Warren Buffett Inadvertently Made Owner Of A Modest Welding Supply Company A Billionaire

By on September 19, 2019 in ArticlesBillionaire News

Obviously, Warren Buffett isn't the only person who has benefitted from the success of Berkshire Hathaway. At least seven other people and families have become members of the 10-figure club, thanks to their stakes in Buffett's conglomerate. Stewart Horejsi is one of those people. The then Kansas-based businessman was running Brown Welding Supply LLC, his family's third generation distributor of hydrogen and oxygen tanks. It was 1980 and his business was in a serious downturn. He simply couldn't keep up with competitors determined to expand into the part of Kansas he controlled.

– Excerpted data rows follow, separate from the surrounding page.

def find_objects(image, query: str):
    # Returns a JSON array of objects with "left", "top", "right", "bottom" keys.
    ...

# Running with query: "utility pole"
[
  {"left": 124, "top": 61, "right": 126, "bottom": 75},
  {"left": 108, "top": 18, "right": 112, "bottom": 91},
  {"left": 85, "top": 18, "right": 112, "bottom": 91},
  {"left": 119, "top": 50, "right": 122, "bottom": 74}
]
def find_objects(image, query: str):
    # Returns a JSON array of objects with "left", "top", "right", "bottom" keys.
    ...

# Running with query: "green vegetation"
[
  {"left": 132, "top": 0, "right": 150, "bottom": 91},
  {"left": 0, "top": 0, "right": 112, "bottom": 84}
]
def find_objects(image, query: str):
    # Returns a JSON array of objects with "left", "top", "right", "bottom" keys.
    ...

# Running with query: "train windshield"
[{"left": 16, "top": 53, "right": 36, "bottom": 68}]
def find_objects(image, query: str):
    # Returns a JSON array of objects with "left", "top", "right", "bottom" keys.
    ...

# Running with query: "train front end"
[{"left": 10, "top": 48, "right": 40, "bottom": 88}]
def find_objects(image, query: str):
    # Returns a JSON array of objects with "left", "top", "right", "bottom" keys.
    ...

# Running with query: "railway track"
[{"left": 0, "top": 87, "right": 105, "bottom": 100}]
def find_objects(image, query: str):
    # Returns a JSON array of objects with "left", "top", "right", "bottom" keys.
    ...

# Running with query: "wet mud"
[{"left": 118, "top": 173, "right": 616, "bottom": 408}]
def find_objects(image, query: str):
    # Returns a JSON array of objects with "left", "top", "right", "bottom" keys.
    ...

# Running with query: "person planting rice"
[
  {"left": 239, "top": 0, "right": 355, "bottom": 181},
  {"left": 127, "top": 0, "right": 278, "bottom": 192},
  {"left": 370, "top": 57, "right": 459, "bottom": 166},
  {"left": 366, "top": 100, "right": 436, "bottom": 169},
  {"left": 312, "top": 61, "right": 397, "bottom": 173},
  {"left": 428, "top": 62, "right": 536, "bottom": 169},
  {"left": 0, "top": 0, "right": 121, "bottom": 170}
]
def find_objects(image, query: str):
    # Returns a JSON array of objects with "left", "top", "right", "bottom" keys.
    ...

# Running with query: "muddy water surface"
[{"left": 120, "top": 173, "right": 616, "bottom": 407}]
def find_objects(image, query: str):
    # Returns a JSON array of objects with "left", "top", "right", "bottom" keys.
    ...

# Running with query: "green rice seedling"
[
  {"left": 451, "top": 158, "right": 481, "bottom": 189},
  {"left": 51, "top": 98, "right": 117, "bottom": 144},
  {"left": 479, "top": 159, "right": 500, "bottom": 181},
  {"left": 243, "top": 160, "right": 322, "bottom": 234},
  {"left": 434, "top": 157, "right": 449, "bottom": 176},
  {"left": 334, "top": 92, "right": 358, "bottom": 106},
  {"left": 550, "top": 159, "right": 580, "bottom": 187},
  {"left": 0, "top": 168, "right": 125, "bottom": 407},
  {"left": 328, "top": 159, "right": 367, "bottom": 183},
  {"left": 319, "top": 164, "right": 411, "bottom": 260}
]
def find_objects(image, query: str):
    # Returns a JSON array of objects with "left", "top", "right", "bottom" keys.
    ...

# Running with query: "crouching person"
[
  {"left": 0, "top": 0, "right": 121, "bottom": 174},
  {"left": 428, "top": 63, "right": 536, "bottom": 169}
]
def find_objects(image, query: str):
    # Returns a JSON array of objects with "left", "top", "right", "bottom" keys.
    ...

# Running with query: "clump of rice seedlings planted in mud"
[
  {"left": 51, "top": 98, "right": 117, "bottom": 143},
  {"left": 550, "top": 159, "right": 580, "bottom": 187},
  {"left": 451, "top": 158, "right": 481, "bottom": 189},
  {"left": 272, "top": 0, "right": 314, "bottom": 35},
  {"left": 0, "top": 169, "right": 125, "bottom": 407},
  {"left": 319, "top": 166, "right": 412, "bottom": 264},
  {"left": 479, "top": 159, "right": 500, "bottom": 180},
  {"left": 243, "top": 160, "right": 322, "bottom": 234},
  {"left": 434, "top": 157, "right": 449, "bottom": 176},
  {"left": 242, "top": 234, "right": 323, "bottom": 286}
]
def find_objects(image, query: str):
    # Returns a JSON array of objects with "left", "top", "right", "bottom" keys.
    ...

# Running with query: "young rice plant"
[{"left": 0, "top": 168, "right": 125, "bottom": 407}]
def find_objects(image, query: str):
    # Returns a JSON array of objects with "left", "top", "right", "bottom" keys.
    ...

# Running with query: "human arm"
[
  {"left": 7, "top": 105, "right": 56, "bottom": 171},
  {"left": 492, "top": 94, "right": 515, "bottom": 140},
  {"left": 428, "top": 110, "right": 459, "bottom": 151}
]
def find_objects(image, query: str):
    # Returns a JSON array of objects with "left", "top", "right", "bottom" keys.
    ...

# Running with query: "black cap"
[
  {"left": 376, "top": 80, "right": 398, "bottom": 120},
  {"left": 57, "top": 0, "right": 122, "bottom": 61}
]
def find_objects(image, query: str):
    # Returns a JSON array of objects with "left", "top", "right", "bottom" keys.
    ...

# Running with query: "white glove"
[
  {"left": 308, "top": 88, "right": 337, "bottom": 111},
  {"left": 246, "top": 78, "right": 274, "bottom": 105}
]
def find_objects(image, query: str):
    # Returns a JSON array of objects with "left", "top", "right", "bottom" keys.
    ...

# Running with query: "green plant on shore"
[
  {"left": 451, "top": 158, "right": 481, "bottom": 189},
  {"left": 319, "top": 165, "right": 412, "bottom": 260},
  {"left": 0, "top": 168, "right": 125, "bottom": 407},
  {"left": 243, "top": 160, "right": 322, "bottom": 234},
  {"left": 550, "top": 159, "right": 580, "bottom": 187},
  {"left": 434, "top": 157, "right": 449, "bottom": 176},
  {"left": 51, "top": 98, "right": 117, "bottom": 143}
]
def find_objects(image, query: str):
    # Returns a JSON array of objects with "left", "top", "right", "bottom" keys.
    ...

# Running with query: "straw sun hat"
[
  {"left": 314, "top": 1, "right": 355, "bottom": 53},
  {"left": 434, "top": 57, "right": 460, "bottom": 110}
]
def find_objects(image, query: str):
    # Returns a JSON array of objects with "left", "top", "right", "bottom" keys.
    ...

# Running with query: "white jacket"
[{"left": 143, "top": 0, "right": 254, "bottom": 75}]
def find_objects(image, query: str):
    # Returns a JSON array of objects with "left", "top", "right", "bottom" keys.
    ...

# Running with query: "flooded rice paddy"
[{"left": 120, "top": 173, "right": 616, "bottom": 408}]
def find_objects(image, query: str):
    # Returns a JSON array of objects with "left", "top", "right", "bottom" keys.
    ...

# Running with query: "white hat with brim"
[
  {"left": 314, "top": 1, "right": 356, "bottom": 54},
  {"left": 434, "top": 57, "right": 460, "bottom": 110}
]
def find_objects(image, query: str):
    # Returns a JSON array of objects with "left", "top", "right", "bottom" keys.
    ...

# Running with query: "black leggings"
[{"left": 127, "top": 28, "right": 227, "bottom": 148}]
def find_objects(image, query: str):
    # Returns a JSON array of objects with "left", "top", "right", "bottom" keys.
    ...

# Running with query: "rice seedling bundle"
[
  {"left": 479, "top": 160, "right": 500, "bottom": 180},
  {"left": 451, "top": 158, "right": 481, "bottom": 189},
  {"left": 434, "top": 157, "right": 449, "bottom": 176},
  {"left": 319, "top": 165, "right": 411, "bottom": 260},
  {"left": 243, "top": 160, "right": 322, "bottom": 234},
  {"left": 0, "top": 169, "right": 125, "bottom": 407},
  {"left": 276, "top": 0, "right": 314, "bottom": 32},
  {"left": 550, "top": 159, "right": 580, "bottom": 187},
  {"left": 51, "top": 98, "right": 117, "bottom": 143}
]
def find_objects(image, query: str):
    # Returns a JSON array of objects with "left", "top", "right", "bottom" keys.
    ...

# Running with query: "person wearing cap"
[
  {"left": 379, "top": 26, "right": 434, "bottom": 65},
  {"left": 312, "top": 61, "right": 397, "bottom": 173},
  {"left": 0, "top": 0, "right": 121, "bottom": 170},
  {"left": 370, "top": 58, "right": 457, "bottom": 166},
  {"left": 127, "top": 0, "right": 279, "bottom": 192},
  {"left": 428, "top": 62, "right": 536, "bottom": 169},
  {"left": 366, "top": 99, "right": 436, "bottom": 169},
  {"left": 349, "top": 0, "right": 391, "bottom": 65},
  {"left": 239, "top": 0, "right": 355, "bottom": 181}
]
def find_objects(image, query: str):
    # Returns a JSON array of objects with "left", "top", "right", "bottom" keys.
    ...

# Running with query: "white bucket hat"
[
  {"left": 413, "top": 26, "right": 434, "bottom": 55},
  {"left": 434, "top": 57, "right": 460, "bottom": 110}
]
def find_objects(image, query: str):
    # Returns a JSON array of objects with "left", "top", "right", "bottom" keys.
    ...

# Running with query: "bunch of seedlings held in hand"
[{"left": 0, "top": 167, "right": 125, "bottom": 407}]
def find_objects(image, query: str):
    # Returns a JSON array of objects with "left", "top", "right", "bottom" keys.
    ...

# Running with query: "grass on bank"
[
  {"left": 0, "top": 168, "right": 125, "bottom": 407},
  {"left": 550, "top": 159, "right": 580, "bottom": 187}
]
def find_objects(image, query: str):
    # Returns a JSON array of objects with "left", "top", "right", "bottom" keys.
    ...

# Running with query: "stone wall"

Some friends told him about Warren Buffett, who was not well known back then. Horejsi bought 40 shares of Berkshire Hathaway Inc. for $265 each, with money from Brown Welding Supply. Two weeks later he bought another 60 shares at $295. A month after that he bought 200 more at $330 a share. He built his Berkshire stake to 5,800 Class A shares and held onto them until 1998 when shares in Berkshire Hathaway reached an all-time high of $78,000. He sold 1,500 of them. A year later he sold the welding supply business.

Warren Buffett, chairman of Berkshire Hathaway Inc.(Photo by Scott Olson/Getty Images)

Today, he's a billionaire with an estimated net worth of $1.1 billion. His 4,300 Class A shares are valued at nearly $750 million and his stake is larger than the stake controlled by Bill Gates.  To put it simply, Horejsi got in early and held on. He built control of four closed-end stock funds and today manages them through Boulder Investment Advisers, LLC, his money management firm based in Boulder, Colorado. His funds own Berkshire shares of course, as well as interests in Wells Fargo, IBM, and Walmart – all of which are partly held by Berkshire Hathaway.

Horejsi-controlled trusts hold stakes of as much as 77 percent in the funds, three of which own Berkshire shares, as well as interests in Wells Fargo & Co., International Business Machines Corp. and Wal-Mart Stores Inc., all of which are partly held by Berkshire.

Patience and conviction helped make Stewart Horejsi a billionaire. Those are also the tenets upon which Berkshire Hathaway was built.